Background: Hsp90 is an environmentally contingent molecular chaperone that influences the form and function of diverse regulators of cellular signaling. Hsp90 potentiates the evolution of fungal drug resistance by enabling crucial cellular stress responses. Here we demonstrate that in the leading fungal pathogen of humans, Candida albicans, Hsp90 governs cellular circuitry required not only for drug resistance but also for the key morphogenetic transition from yeast to filamentous growth that is crucial for virulence. This transition is normally regulated by environmental cues, such as exposure to serum, that are contingent upon elevated temperature to induce morphogenesis. The basis for this temperature dependence has remained enigmatic.

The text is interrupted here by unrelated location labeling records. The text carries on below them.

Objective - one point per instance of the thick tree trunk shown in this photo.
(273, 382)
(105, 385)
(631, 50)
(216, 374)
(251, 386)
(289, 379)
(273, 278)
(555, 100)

Results: We show that compromising Hsp90 function pharmacologically or genetically induces a transition from yeast to filamentous growth in the absence of external cues. Elevated temperature relieves Hsp90-mediated repression of the morphogenetic program. Hsp90 regulates morphogenetic circuitry by repressing Ras1-PKA signaling. Modest Hsp90 compromise enhances the phenotypic effects of activated Ras1 signaling whereas deletion of positive regulators of the Ras1-PKA cascade blocks the morphogenetic response to Hsp90 inhibition. Consistent with the requirement for morphogenetic flexibility for virulence, depletion of C. albicans Hsp90 attenuates virulence in a murine model of systemic disease.
Conclusions: Hsp90 governs the integration of environmental cues with cellular signaling to orchestrate fungal morphogenesis and virulence, suggesting new therapeutic strategies for life-threatening infectious disease. Hsp90's capacity to govern a key developmental program in response to temperature change provides a new mechanism that complements the elegant repertoire that organisms utilize to sense temperature.